Photos: Katja Whitham

Time to explain the title of this post. To keep the fertilizer from escaping our flow-through system (this just means we are pumping in water from the ocean that then flows through our system, gets filtered and returned to the sea), we put the pellet shaped fertilizer into pantyhose and attached that to our tubs. Now on to the HOBOs. HOBOs, in this case, are data loggers. They capture atmosphere and underwater environmental conditions, and were used in our experiments to capture temperature and light information. All in all we completed four experiments. It wasn’t all smooth sailing, though. It turns out that having a good starting crop, one without epiphytes, a rich color, and strong branching, is pretty important. We did not have a good starting crop for our first experiment with G. pacifica, and ended up losing biomass in each treatment. Luckily for our second experiment we used a different starting crop, resulting in a biomass increase for all treatments.

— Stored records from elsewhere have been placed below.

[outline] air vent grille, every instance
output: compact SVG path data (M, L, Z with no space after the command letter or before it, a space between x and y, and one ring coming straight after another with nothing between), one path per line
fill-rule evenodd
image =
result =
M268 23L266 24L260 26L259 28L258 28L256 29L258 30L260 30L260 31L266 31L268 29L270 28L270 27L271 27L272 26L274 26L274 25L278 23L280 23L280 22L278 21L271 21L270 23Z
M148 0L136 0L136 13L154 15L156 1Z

Our results show that more isn’t always better. In fact, G. pacifica and P. palmata grew the best with lower amounts of fertilizer. Even U. lactuca growth maxed out at 11.5 grams of fertilizer added. This means farmers will have to spend less money on fertilizer because a large amount is not needed. Our results are a starting point for large-scale seaweed aquaculture. These experiments can be replicated and scaled up to support locally-grown aquaculture farms, bringing fresh, nutrient-rich seaweeds to California, eliminating the negative impacts of importation.

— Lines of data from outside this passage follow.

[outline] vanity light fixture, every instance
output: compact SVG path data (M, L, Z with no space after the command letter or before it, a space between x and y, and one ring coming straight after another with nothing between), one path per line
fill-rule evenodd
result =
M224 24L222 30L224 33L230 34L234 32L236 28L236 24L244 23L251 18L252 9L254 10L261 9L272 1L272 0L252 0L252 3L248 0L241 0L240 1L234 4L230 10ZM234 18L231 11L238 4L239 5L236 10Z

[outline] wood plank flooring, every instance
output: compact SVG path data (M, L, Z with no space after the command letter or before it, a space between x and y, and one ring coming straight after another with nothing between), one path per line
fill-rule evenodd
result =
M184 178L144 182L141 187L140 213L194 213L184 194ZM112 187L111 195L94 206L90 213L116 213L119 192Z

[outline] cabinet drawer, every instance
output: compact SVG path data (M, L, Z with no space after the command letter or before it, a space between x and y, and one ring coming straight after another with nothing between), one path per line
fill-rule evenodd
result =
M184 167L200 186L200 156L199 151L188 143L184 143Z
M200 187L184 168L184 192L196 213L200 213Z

Chan, J.C., Cheung, P.C., Ang, Jr., P.O. (1997). Comparative Studies on the Effect of Three Drying Methods on the Nutritional Composition of Seaweed Sargassum hemiphyllum. Journal of Agricultural and Food Chemistry, 45(8), 3056-3059

McArtain, P., Gill, C. I. R., Brooks, M., Campbell, R., & Rowland, I. R. (2007). Nutritional Value of Edible Seaweeds. Nutrition Reviews, 65(12), 535-543. doi:10.1111/j.1753-4887.2007.tb00278.x

Radulovich, R., Neori, A., Valderrama, D., Reddy, C. R. K., Cronin, H., & Forster, J. (2015). Chapter 3 – Farming of seaweeds. In B. K. Tiwari & D. J. Troy (Eds.), Seaweed Sustainability (pp. 27-59). San Diego: Academic Press.